This patient presented with a fractured upper left lateral incisor. The tooth had previously been restored successfully for many years using a direct composite resin restoration, but the patient was now considering a crown. The medical and dental history was unremarkable and the treatment options were:
• Composite resin restoration
• Porcelain jacket crown
• Porcelain fused-to-metal crown
• Porcelain inlay/veneer.
The patient sought a long-lasting aesthetic restoration and was advised that a crown would necessitate further removal of healthy tooth tissue simply to prepare the tooth. A composite restoration was again recommended, and the lamellar composite technique was advised because it would fulfil the restoration criteria.
Step 1: Creating an incisal guide
To begin with the occlusal features were assessed. This patient had a canine-guided occlusion and the centric occlusion coincided with centric relation. The dentition was heavily restored with several cast restorations.
In order to prevent repeated failures of the restoration that we were planning, a temporary composite was placed into the cavity (without etching or bonding) and cured. This was shaped to conform to the occlusal features palatally, thus reducing the chances of failure in excursions of the mandible. Once this had been established, a simple putty ‘jig’ was created to record the palatal contours.
Step 2: Tooth preparation
Isolation is essential to prevent contamination of the prepared dentine and enamel surfaces. A rubber dam is used to achieve isolation following shade selection. The shade selection is carried out prior to isolation as the enamel is liable to dehydrate and lead to a lighter shade.
Unsupported enamel surfaces are then removed and a bevelled enamel surface created to enhance bonding area to enamel. This will also reduce the ‘white line’ effect sometimes visible post-operatively when a thick layer of resin is applied prior to placement of the composite.

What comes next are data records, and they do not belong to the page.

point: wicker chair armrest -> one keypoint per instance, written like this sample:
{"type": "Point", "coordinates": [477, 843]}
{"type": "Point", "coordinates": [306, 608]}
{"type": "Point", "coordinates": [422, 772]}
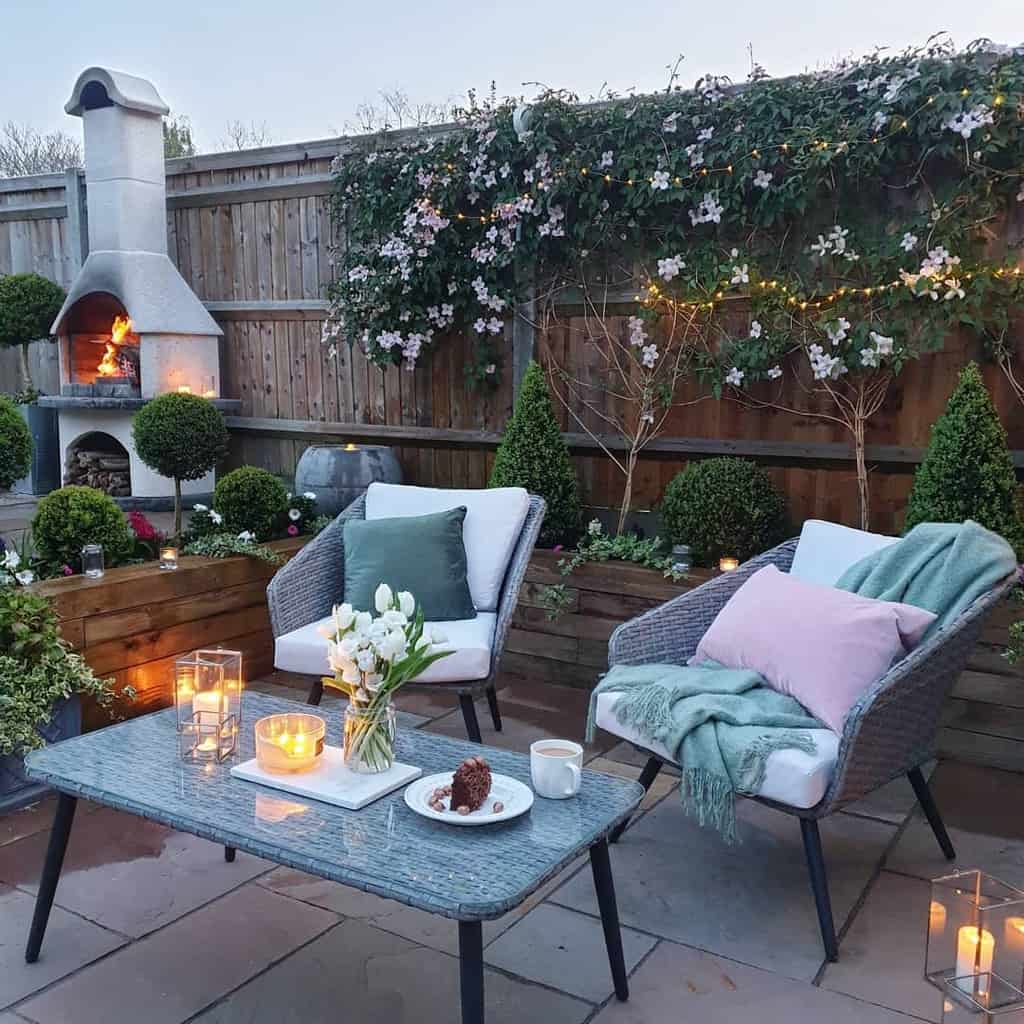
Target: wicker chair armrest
{"type": "Point", "coordinates": [892, 728]}
{"type": "Point", "coordinates": [671, 632]}
{"type": "Point", "coordinates": [308, 587]}
{"type": "Point", "coordinates": [514, 576]}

The tooth is completely etched for 30 seconds using 37% phosphoric acid. The etchant gel is washed away for the full 30 seconds and gently air-dried for 10 seconds (following the composite manufactures guidelines). Care is taken not to desiccate the enamel as this has been shown to reduce the bond to some degree.
Unfilled resin (Bis GMA) is then applied and allowed to percolate the etched enamel and dentine. This is left for 20 seconds before light curing for a further 20 seconds.
Step 3: Restoration
A combination of shades were selected from our shade selection to mimic the tooth tissues. Initially the dentine was restored using a darker A3 shade. This was placed in small increments and light cured.
It is possible to recreate the natural tooth colours by selecting the shades to replace the tooth tissues. Translucent composites can be used to recreate incisal tips where this effect is required.
The putty ‘jig’ was applied to the tooth to start recreating the desired palatal contour. Composite A2 was then applied to the palatal aspect of the tooth and light cured.
The next stage of restoration was to recreate the inter proximal tooth contact. A mylar separating strip was used to prevent the composite from bonding to the adjacent tooth (which had a small distal composite restoration). The chosen enamel shade (A2) was used to restore this and the composite was light cured (30 S) and stoned to enable the correct depth of composite to replace the enamel.
The final layer of composite was then applied and light cured. This was a shade A2. Shade combinations are specified by the composite manufacturers who suggest mixtures for obtaining a desired end-result shade. The bevelled margin prevents a visible join.
Step 4: Finishing
The composite was then smoothed with diamond paste to provide an even finishing surface. The final restoration was a conservative aesthetic option which fulfilled the criteria for restoring this particular tooth.